Right way to get output from an HTM system

The image that comes to mind is driving a nail with a Rolex watch.
I am sure that you can do it but it is really the best tool?

There are many ways to get output from an HTM, but the simplest is to use a statistical classifier.

Both Nupic and htm.core contain a “classifier”.
The classifier takes SDR’s as input, and outputs a Label.
Inside of the classifier, it is a simple 1-layer NN that learns with backpropagation. There is a weight from every bit of the input SDR to every category of label.

See htm.core’s MNIST example: htm.core/mnist.py at master · htm-community/htm.core · GitHub

1 Like

Thank you for the replies and insights.

After I posted I also found this presentation where Subutai describes the CLA classifier: Getting Predictions out of HTM (CLA Classifier) - YouTube

An adjunct classifier module definitely accomplishes the goal I outlined in the original post. But it wasn’t the answer I was driving at. It feels a bit like “inserting probes into a neocortex” as opposed to creating a simplified whole brain.

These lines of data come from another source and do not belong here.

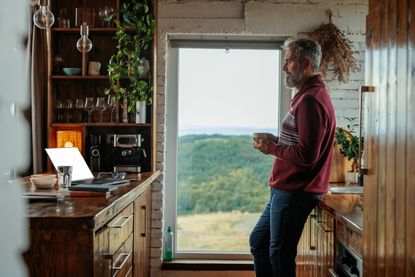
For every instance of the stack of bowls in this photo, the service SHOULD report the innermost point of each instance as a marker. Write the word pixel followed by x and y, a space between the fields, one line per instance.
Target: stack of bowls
pixel 43 181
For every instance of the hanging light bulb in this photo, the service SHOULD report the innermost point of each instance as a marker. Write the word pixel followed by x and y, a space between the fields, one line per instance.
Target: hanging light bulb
pixel 43 17
pixel 84 43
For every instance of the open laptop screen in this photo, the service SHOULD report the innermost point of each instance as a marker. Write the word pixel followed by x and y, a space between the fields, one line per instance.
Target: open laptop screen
pixel 70 156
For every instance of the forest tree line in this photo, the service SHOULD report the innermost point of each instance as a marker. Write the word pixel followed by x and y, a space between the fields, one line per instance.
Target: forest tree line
pixel 221 173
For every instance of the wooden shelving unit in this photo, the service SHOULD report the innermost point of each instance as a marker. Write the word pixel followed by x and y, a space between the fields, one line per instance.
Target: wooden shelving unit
pixel 62 52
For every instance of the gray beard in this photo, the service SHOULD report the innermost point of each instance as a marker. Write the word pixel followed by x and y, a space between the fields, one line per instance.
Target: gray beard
pixel 291 81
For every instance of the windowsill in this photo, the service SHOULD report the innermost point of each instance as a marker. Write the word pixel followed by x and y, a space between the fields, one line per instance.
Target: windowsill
pixel 185 264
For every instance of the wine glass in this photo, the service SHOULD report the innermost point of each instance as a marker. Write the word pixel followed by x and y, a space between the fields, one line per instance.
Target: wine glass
pixel 89 107
pixel 59 110
pixel 79 105
pixel 102 15
pixel 112 106
pixel 68 105
pixel 101 106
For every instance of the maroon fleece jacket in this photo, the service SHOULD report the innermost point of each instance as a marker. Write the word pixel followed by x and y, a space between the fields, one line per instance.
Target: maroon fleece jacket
pixel 303 152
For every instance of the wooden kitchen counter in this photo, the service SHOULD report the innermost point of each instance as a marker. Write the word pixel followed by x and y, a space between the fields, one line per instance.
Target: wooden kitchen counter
pixel 348 208
pixel 92 211
pixel 92 236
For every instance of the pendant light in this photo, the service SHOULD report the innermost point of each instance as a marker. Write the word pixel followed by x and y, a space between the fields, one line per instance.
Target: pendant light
pixel 84 43
pixel 43 18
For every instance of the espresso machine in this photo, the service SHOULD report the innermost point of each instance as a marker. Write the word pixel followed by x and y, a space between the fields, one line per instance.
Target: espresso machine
pixel 121 153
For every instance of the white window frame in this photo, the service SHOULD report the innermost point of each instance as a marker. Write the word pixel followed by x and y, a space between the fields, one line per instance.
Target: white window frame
pixel 171 135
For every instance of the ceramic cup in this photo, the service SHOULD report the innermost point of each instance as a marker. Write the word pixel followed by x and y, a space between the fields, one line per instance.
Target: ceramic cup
pixel 262 136
pixel 94 68
pixel 64 176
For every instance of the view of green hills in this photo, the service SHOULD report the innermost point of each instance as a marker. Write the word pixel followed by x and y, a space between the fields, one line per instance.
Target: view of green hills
pixel 220 173
pixel 222 190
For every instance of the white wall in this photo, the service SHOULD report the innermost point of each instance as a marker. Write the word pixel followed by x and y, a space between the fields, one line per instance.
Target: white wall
pixel 244 17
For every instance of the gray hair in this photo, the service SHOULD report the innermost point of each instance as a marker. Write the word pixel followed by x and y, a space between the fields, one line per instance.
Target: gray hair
pixel 305 48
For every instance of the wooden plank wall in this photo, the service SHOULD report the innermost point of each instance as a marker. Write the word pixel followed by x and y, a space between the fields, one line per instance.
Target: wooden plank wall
pixel 389 209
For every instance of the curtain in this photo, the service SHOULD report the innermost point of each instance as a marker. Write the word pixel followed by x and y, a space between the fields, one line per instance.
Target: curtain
pixel 38 95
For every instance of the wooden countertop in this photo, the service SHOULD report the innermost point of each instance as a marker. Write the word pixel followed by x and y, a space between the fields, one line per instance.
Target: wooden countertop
pixel 91 212
pixel 347 208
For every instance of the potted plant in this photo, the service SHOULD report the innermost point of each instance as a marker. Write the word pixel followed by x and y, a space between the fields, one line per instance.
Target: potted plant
pixel 348 141
pixel 129 60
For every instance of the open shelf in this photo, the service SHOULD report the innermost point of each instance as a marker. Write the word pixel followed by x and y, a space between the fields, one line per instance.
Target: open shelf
pixel 87 77
pixel 91 30
pixel 96 124
pixel 100 77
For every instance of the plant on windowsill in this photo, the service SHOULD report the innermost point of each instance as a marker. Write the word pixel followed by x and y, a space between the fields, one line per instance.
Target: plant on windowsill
pixel 129 60
pixel 348 141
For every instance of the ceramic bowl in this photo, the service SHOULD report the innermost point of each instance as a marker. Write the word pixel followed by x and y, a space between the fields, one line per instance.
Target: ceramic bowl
pixel 43 181
pixel 72 70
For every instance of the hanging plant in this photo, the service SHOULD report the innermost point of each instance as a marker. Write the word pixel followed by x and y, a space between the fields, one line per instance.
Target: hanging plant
pixel 337 53
pixel 129 59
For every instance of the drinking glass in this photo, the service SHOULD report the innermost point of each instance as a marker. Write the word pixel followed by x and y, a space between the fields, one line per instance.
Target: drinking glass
pixel 89 107
pixel 59 110
pixel 101 106
pixel 111 106
pixel 101 17
pixel 68 106
pixel 108 11
pixel 79 105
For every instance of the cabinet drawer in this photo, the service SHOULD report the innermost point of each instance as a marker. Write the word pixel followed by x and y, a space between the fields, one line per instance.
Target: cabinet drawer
pixel 122 261
pixel 120 228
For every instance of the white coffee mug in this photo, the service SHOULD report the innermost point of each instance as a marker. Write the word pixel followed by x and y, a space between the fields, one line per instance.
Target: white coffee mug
pixel 94 68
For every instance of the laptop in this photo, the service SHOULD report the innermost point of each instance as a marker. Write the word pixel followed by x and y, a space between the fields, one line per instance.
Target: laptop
pixel 81 174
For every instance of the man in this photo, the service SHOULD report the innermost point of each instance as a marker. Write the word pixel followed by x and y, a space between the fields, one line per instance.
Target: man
pixel 301 169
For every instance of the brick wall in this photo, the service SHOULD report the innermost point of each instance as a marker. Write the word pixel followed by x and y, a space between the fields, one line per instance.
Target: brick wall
pixel 244 17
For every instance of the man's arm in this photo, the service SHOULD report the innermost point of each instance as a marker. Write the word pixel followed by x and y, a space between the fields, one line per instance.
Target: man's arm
pixel 311 123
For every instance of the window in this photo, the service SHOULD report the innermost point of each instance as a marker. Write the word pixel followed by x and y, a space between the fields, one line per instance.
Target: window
pixel 216 183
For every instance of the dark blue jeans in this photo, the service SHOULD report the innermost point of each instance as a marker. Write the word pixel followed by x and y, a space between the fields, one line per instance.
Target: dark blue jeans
pixel 274 239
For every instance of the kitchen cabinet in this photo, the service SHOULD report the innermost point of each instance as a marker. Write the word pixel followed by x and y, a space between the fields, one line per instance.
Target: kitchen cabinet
pixel 67 95
pixel 315 253
pixel 389 247
pixel 142 228
pixel 324 232
pixel 333 228
pixel 93 236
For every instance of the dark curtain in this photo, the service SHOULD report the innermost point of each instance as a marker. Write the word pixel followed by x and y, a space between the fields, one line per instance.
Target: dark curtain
pixel 38 95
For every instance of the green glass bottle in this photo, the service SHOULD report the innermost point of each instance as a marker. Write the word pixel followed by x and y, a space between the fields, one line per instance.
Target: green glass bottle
pixel 168 245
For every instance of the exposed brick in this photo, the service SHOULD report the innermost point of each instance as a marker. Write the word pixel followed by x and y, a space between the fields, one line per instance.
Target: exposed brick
pixel 156 215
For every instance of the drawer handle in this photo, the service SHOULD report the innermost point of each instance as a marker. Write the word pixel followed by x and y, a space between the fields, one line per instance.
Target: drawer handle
pixel 144 220
pixel 123 220
pixel 126 257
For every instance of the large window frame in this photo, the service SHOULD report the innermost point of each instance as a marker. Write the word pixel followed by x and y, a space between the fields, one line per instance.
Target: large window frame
pixel 171 134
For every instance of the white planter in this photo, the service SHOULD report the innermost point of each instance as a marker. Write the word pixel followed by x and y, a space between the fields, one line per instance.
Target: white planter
pixel 352 177
pixel 140 116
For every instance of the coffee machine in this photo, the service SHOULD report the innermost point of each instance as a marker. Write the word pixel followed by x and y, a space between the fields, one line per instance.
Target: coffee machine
pixel 122 153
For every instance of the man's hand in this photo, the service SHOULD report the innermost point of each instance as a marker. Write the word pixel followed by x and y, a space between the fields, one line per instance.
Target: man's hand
pixel 262 145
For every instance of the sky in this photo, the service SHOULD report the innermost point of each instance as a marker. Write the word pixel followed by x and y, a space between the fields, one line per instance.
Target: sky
pixel 235 89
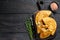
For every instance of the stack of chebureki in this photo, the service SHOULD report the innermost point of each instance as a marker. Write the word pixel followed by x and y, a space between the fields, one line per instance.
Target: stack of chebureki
pixel 45 25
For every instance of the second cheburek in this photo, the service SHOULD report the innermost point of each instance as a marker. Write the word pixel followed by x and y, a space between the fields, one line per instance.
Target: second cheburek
pixel 45 24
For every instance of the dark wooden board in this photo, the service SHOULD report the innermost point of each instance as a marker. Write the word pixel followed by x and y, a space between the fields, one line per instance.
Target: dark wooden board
pixel 13 14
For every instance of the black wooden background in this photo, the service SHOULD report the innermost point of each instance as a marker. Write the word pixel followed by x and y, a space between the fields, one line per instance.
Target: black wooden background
pixel 13 14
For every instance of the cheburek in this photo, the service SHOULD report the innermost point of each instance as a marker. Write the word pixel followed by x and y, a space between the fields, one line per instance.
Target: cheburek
pixel 46 25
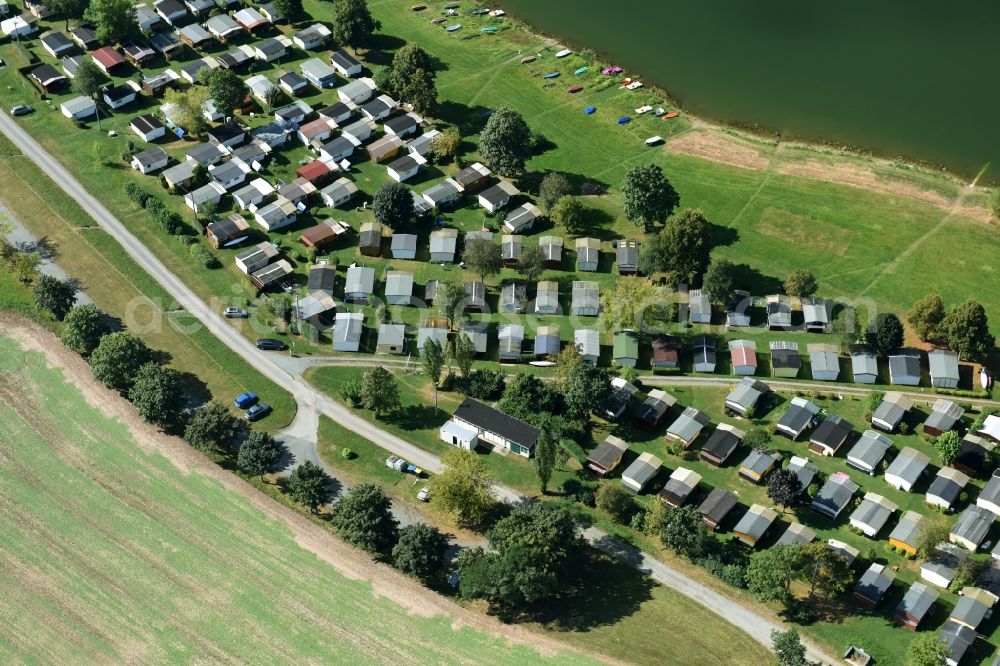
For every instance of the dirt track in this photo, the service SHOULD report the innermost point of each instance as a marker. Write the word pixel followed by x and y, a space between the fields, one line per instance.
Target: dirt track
pixel 348 561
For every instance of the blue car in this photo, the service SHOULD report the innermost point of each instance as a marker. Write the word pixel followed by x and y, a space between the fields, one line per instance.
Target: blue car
pixel 244 400
pixel 258 411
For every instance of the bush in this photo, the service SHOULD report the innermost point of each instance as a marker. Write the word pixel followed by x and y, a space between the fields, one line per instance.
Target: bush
pixel 204 257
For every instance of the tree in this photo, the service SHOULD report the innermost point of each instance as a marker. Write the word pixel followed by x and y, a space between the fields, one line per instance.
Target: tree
pixel 681 249
pixel 483 257
pixel 947 445
pixel 432 358
pixel 290 9
pixel 363 517
pixel 188 111
pixel 465 487
pixel 554 186
pixel 225 88
pixel 648 195
pixel 411 78
pixel 587 387
pixel 156 394
pixel 83 328
pixel 615 501
pixel 685 534
pixel 825 571
pixel 24 265
pixel 801 283
pixel 770 572
pixel 546 453
pixel 886 334
pixel 967 330
pixel 393 206
pixel 448 299
pixel 89 79
pixel 212 428
pixel 445 145
pixel 719 280
pixel 784 487
pixel 927 649
pixel 420 551
pixel 116 360
pixel 623 306
pixel 353 23
pixel 933 530
pixel 309 485
pixel 114 20
pixel 379 391
pixel 569 213
pixel 55 295
pixel 463 354
pixel 544 534
pixel 926 316
pixel 788 648
pixel 527 395
pixel 531 265
pixel 505 142
pixel 258 454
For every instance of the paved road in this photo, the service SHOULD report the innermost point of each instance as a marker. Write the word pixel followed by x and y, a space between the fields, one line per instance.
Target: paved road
pixel 307 399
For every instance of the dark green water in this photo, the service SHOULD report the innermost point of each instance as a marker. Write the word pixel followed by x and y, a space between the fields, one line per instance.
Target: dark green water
pixel 917 79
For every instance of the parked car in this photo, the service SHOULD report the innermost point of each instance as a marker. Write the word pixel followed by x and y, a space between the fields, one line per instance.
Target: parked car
pixel 236 313
pixel 258 411
pixel 244 400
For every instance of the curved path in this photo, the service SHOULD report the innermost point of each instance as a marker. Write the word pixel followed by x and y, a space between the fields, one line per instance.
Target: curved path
pixel 307 399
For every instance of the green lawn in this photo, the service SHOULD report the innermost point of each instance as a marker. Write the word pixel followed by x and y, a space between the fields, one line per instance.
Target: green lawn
pixel 121 288
pixel 113 552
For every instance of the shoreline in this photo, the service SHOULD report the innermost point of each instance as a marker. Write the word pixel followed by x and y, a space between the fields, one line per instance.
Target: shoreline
pixel 753 131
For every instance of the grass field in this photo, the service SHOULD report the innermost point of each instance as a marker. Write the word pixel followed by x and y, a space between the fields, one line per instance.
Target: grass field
pixel 125 291
pixel 112 552
pixel 860 243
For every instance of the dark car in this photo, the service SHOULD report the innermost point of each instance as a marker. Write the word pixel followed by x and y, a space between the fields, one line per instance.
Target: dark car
pixel 244 400
pixel 258 411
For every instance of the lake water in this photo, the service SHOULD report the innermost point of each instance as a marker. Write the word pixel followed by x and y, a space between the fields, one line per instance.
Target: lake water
pixel 918 79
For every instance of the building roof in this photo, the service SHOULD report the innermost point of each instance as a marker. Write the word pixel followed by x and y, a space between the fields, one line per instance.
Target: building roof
pixel 835 494
pixel 493 420
pixel 870 449
pixel 875 582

Here is a different formulation of the question: What is the architecture of the simplest HTM-based system capable of taking an action?

That action could be as simple as setting a one-bit output based on what it recognizes, but, as far as I understand, the neocortex itself isn’t capable of movement / aka output at all. 1000 Brains likens the neocortex to a map, and therefore there are some missing old-brain components that interpret and act based on that map.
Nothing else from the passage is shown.